We could not enable swift multi-region support.

Playbook impact

Whilst the Multi-Region component will be optional, we will need to implement the following changes without adjusting how the current default operates:

  1. The Multi-Region component will require adjustments to ring/key management for swift hosts, as well as some changes to how the Swift inventory is managed within the user_config.yml (or conf.d/swift.yml) files.
  2. Read_affinity, write_affinity and write_affinity_node_count will need to be added configuration for proxy-servers.
  3. The synchronization of the swift-ring will needed to be handled across nodes in all locations/regions.

Upgrade impact

This should have no upgrade impact.

Security impact

Since swift does not handle encryption of objects this will need to be handled externally to swift.

Performance impact

N/A

End user impact

The user will now have the option to configure a Multi-Region Swift cluster.
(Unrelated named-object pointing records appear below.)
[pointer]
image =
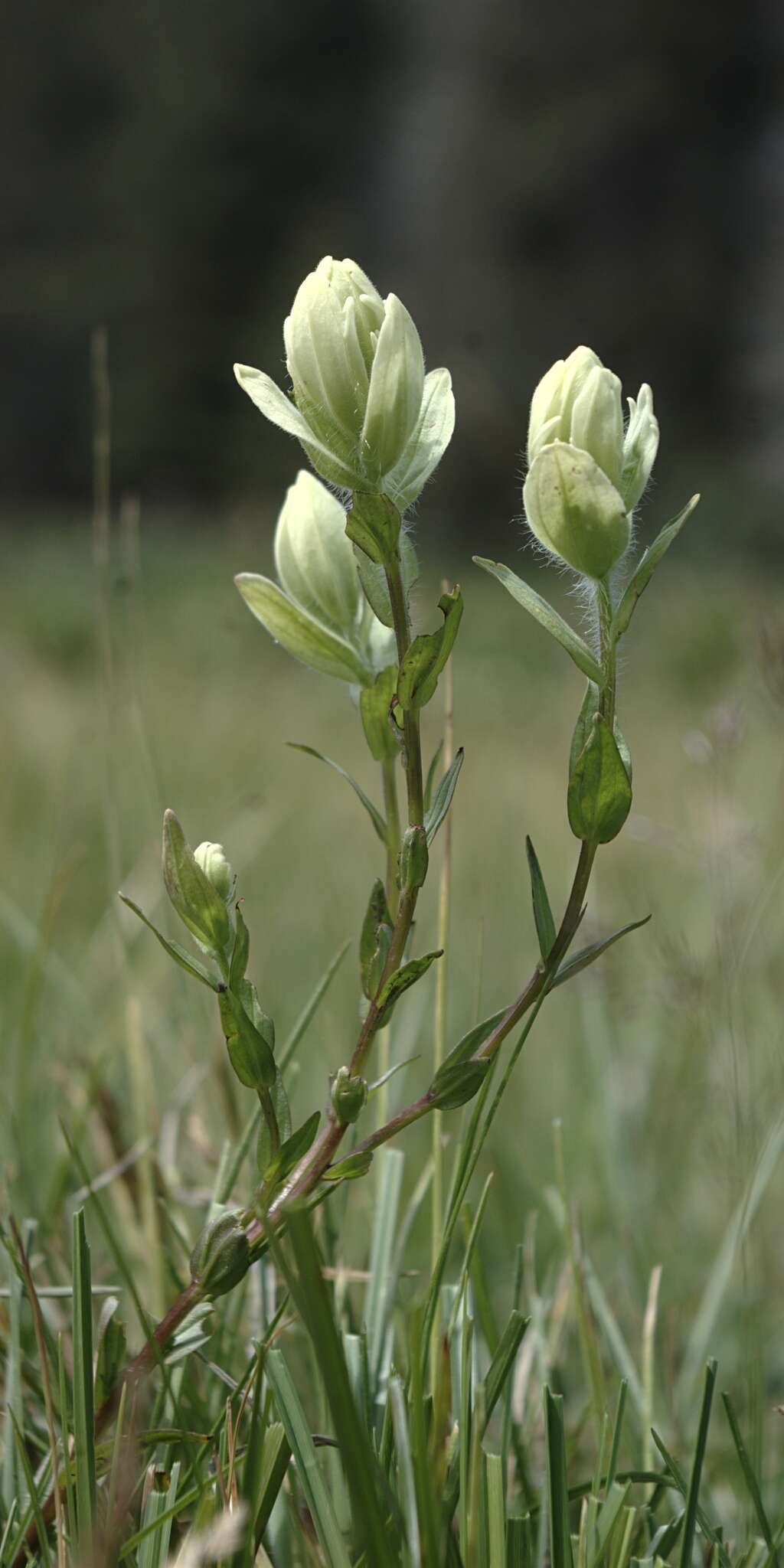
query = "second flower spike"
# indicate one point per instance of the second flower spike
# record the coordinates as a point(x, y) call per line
point(317, 610)
point(585, 474)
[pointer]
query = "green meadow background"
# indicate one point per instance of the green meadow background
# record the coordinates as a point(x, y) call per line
point(148, 684)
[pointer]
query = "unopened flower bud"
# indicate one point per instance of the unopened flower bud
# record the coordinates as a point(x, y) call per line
point(215, 867)
point(318, 610)
point(585, 475)
point(413, 860)
point(364, 411)
point(348, 1095)
point(221, 1256)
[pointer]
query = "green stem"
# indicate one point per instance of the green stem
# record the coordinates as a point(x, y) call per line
point(311, 1168)
point(411, 740)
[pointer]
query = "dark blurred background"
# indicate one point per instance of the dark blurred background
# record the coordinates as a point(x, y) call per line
point(609, 175)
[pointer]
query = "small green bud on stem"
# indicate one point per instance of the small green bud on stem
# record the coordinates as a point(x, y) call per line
point(348, 1095)
point(221, 1256)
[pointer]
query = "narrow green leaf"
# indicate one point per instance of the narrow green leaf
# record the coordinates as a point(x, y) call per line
point(646, 567)
point(595, 951)
point(599, 795)
point(110, 1352)
point(471, 1041)
point(541, 903)
point(403, 978)
point(496, 1512)
point(430, 779)
point(375, 815)
point(191, 966)
point(748, 1476)
point(275, 1463)
point(557, 1488)
point(312, 1300)
point(83, 1410)
point(429, 655)
point(546, 616)
point(375, 714)
point(191, 894)
point(305, 1455)
point(250, 1053)
point(302, 634)
point(240, 951)
point(294, 1148)
point(502, 1363)
point(311, 1007)
point(443, 797)
point(377, 915)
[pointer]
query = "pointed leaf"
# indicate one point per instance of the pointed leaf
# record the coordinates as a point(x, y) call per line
point(403, 978)
point(185, 960)
point(306, 639)
point(443, 797)
point(541, 903)
point(374, 707)
point(599, 795)
point(646, 568)
point(240, 951)
point(546, 616)
point(455, 1086)
point(377, 915)
point(311, 1007)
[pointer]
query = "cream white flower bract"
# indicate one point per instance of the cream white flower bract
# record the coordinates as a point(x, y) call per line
point(361, 403)
point(215, 867)
point(585, 472)
point(317, 609)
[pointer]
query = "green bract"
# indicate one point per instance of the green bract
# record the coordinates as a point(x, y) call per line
point(585, 474)
point(363, 407)
point(318, 610)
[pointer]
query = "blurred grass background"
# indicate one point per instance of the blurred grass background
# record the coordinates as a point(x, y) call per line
point(664, 1063)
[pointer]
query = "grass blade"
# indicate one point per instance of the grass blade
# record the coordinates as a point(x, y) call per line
point(312, 1298)
point(750, 1478)
point(697, 1468)
point(496, 1512)
point(405, 1468)
point(83, 1415)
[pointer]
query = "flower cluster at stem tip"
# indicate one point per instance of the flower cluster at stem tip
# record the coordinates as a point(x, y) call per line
point(585, 471)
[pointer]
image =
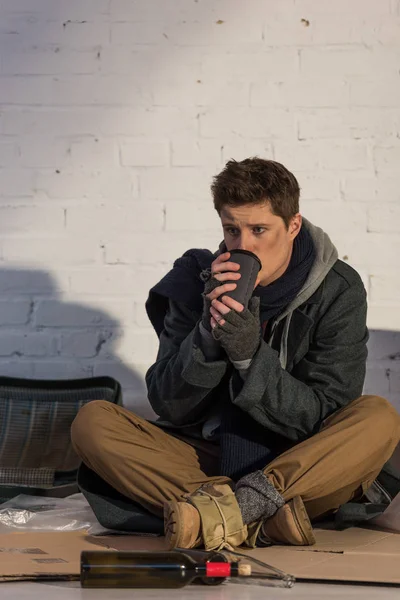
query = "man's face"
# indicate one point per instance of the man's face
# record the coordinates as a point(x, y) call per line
point(255, 228)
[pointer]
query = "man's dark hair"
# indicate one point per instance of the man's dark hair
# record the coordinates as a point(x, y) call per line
point(255, 181)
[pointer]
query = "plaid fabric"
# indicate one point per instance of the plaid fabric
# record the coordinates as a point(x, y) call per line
point(35, 430)
point(31, 477)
The default will remain the same, so it should not impact any users who do not wish to utilise a Multi-Region Swift cluster.

Deployer impact

A deployer will be able to adjust the inventory across multiple deploys to ensure a global swift cluster operating unformly for all deploys.

Developer impact

None

Dependencies

None known

Implementation

Work items

  1. Enable the use of the read_affinity, write_affinity and write_affinity_node_count settings within Swift on a swift-proxy host basis. This will allow the prioritization of reads/writes based on region.
  2. Enable some form of encryption to ensure the replication of objects across locations is secure.
  3. Configure the management of the ring and keys required for communication between swift storage hosts across multiple locations and “deployments”.
  4. Document the use of the read_affinity, write_affinity and write_affinity_node_count settings within openstack-ansible and provide guidance around how to implement the specified Use Cases.
  5. Document the process of setting up a global swift cluster within openstack-ansible.
  6. Adjust settings to allow the use of keystone v3 API.

Testing

As this will require two independent installations of swift we won’t add anything specific to the gate to automatically test this. However the changes should not adjust how current tests work and all changes will need to ensure that existing tests continue to pass.

Documentation impact

  1. Use case implementation will need to be documented
  2. Implementation of a global cluster and the settings required.
  3. New network requirements will need to be documented.
  4. Inventory management, and configuration options that are added as a result will need to be documented.